Fat is a nutrient that is needed in small quantities in the body. It plays a role in the absorption of fat-soluble vitamins (vitamins A, D, E, K), aids in the manufacturing of hormones, helps keep the body warm and adds cushioning to protect the body from being damaged from a simple fall.
Fat is also needed for stored energy. It provides 9 calories per gram, and therefore has more calories than carbohydrates and protein.
There are different types of fats, which include: saturated fats, trans fatty acids, cholesterol, monounsaturated fats, polyunsaturated fats and omega 3 fatty acids.
1. Trans fatty acids are a byproduct of the hydrogenation of oils. This process makes the fat more solid, saturated and more resistant to rancidity.

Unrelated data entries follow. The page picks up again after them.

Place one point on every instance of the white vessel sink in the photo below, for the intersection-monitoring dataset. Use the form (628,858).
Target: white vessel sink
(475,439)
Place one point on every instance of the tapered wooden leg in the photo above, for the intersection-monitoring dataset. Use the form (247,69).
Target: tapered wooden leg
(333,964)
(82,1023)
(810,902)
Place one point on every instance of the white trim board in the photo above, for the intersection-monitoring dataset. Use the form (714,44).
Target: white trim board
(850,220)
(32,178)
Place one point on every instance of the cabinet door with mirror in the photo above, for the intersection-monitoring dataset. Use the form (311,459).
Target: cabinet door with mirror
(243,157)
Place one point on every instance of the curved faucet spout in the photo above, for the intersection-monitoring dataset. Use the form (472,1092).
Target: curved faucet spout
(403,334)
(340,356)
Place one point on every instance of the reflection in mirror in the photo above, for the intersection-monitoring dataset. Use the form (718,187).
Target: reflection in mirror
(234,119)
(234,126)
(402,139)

Trans fatty acids raise LDL cholesterol and lower HDL. Avoiding foods with trans fatty acids is ideal. Foods high in trans fatty acids include baked goods and processed snacks (muffins, pastries, cookies, chips, cakes), stick margarines and shortening.

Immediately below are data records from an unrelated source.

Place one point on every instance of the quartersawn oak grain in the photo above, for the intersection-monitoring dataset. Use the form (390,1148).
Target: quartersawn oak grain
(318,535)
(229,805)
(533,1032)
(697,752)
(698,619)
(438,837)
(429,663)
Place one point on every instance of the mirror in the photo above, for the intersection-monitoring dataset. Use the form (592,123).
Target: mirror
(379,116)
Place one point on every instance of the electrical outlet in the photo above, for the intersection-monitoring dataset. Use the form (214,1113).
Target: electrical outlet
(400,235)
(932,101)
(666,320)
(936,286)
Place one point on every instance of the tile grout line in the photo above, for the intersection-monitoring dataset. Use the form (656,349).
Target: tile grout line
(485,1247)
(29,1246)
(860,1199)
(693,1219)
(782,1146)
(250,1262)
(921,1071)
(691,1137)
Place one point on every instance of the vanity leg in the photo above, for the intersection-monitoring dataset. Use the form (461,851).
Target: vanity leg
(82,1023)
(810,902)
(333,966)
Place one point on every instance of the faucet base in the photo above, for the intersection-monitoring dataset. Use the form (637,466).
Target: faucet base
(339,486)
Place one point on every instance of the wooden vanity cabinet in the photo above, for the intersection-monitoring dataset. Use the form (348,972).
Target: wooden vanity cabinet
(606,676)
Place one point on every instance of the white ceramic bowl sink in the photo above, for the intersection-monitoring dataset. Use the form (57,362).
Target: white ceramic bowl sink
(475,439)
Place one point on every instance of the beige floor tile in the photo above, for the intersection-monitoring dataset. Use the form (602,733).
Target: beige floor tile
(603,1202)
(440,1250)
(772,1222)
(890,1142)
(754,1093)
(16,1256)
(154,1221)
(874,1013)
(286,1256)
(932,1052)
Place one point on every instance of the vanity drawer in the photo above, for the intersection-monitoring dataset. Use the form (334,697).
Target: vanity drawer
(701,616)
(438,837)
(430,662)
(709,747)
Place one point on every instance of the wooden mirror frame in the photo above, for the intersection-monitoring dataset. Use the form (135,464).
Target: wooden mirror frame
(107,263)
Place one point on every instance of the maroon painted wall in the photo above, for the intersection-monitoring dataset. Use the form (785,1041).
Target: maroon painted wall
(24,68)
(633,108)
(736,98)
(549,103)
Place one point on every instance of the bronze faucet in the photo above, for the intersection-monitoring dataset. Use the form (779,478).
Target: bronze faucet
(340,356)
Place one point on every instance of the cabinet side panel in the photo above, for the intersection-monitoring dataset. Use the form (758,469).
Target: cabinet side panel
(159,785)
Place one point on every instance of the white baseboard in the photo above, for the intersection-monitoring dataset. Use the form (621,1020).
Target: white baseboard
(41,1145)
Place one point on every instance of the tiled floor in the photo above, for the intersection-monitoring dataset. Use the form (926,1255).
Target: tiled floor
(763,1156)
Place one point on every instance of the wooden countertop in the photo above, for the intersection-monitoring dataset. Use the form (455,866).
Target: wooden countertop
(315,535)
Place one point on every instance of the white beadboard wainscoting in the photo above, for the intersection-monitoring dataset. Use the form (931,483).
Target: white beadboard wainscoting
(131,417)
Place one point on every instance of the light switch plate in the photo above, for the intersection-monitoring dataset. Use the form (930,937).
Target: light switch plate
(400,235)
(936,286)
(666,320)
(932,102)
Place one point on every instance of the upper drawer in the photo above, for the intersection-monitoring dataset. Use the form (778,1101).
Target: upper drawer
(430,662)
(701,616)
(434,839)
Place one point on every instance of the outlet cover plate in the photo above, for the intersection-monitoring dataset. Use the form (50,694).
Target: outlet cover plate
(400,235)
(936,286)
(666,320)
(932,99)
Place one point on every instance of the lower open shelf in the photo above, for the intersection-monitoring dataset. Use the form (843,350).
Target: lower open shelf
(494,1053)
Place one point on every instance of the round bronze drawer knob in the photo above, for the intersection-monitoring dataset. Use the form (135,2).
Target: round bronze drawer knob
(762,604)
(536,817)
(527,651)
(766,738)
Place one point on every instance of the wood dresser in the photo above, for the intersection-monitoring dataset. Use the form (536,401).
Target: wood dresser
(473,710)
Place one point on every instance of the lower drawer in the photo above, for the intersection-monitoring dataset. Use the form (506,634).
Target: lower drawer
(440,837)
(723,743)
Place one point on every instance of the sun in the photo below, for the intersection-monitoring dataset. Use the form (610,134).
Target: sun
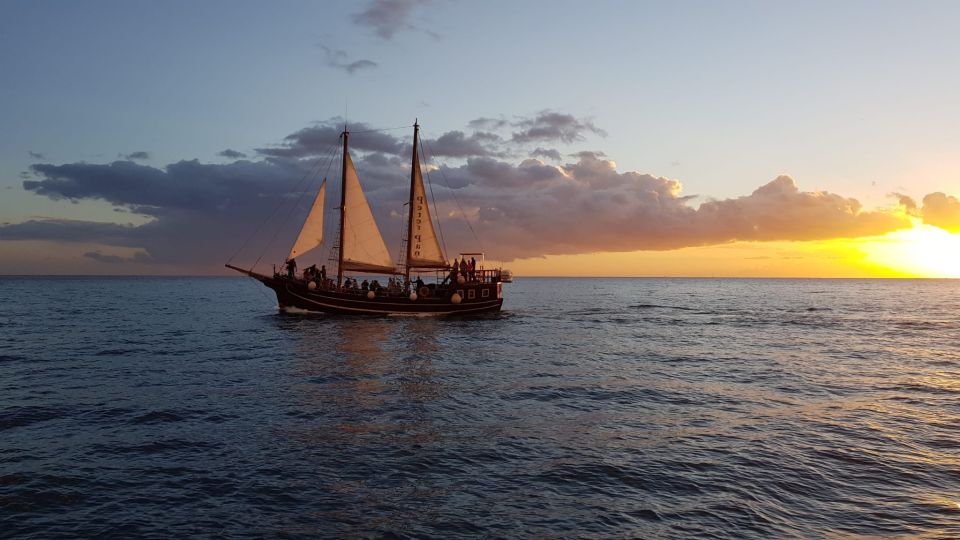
(922,251)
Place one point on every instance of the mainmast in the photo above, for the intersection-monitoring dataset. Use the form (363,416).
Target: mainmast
(413,181)
(343,204)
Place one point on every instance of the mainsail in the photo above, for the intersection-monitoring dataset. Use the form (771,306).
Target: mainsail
(311,235)
(423,248)
(362,249)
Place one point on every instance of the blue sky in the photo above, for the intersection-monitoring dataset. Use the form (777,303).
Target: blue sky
(858,98)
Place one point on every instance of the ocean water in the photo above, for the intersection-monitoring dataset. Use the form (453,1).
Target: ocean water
(591,408)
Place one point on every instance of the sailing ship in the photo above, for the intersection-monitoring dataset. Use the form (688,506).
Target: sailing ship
(464,288)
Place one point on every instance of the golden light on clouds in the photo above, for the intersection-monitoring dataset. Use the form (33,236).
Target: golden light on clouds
(923,251)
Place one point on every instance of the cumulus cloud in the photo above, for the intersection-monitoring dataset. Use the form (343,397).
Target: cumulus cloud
(231,154)
(337,58)
(942,210)
(387,17)
(199,211)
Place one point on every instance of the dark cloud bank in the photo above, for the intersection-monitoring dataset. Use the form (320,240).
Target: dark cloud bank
(200,213)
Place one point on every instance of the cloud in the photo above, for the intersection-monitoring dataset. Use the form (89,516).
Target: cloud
(387,17)
(337,58)
(199,212)
(232,154)
(553,126)
(487,123)
(67,230)
(319,139)
(942,210)
(138,257)
(457,144)
(548,153)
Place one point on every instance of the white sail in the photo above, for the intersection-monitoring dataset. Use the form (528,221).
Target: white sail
(363,249)
(311,235)
(423,248)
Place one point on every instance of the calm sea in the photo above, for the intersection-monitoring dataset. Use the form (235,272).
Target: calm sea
(595,408)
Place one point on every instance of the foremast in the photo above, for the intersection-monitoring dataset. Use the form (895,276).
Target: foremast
(423,246)
(413,180)
(343,204)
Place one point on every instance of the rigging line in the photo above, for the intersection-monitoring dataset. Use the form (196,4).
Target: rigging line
(456,200)
(312,172)
(430,184)
(268,218)
(378,129)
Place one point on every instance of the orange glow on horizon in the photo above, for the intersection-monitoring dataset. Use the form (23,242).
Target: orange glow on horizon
(923,251)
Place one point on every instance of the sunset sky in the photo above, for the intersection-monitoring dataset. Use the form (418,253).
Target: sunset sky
(806,139)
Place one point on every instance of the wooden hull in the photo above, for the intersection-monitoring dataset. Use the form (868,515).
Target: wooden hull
(292,293)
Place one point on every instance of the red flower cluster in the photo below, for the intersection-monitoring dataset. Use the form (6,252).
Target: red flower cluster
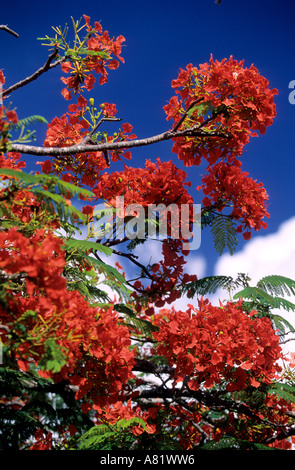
(93,342)
(247,107)
(155,184)
(70,129)
(225,97)
(225,184)
(100,48)
(213,344)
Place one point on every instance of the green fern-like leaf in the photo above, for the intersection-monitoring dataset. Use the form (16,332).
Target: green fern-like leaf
(207,285)
(224,234)
(277,285)
(285,391)
(144,326)
(85,246)
(28,121)
(103,432)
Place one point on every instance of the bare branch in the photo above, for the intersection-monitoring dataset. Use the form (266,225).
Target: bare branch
(47,66)
(194,131)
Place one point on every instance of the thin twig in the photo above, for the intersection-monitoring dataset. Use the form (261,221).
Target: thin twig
(74,149)
(178,124)
(87,138)
(8,30)
(47,66)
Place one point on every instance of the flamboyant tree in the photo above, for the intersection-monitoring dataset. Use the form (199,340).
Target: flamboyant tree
(93,358)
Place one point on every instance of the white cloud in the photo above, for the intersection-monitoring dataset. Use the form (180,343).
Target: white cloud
(263,256)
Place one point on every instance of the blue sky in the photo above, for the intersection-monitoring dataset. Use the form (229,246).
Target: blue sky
(161,37)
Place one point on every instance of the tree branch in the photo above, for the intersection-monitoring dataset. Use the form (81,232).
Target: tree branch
(80,148)
(47,66)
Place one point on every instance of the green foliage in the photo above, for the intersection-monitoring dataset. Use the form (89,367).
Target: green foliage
(132,320)
(224,234)
(231,443)
(53,359)
(111,437)
(207,285)
(27,122)
(283,390)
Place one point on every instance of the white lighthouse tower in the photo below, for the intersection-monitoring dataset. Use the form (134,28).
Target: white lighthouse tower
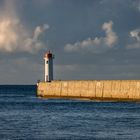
(48,66)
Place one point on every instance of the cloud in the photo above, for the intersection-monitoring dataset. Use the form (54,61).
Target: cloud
(14,36)
(98,44)
(135,36)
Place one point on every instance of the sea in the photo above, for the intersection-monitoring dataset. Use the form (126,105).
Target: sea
(24,116)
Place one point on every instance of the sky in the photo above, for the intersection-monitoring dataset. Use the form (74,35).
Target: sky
(91,39)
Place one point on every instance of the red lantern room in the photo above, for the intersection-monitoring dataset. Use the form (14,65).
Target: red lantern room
(48,55)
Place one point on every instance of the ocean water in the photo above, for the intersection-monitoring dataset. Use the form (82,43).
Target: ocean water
(23,116)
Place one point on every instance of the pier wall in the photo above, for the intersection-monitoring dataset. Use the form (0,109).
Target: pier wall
(96,89)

2. Monounsaturated fats are "good” fats as they help lower total cholesterol. Food sources include olive oil, peanut oil, canola oil, almonds, pecans, peanut butter, avocado and black olives.
3. Polyunsaturated fats (omega-6 fatty acids) may also help lower cholesterol levels. Sources include margarine, mayonnaise, walnuts, oils (corn, safflower, and soybean), salad dressing and pumpkin seeds.
4. Saturated fats may increase cholesterol levels. Foods that contain saturated fat include animal proteins (beef, hot dogs, sausage, bacon and poultry with skin), high fat dairy products (whole milk, cheese, butter), lard, cream sauces, palm oil, coconut and coconut oil.
5. Cholesterol is made in the body and also obtained from the foods you eat. Dietary cholesterol may raise blood cholesterol levels, so your intake should be less than 200 mg per day. Sources of cholesterol include high-fat animal proteins, high-fat dairy products, egg yolk, liver and other organ meat, and shell fish.
6. Omega-3 fatty acids have shown to help lower triglycerides and cholesterol levels and reduce the risk for heart disease. Fish and fish oils, such as wild salmon, herring, mackerel and sardines, are the best sources of these fats, as well as flaxseeds, walnuts and canola oil. The recommended intake is 1 to 2 grams per day.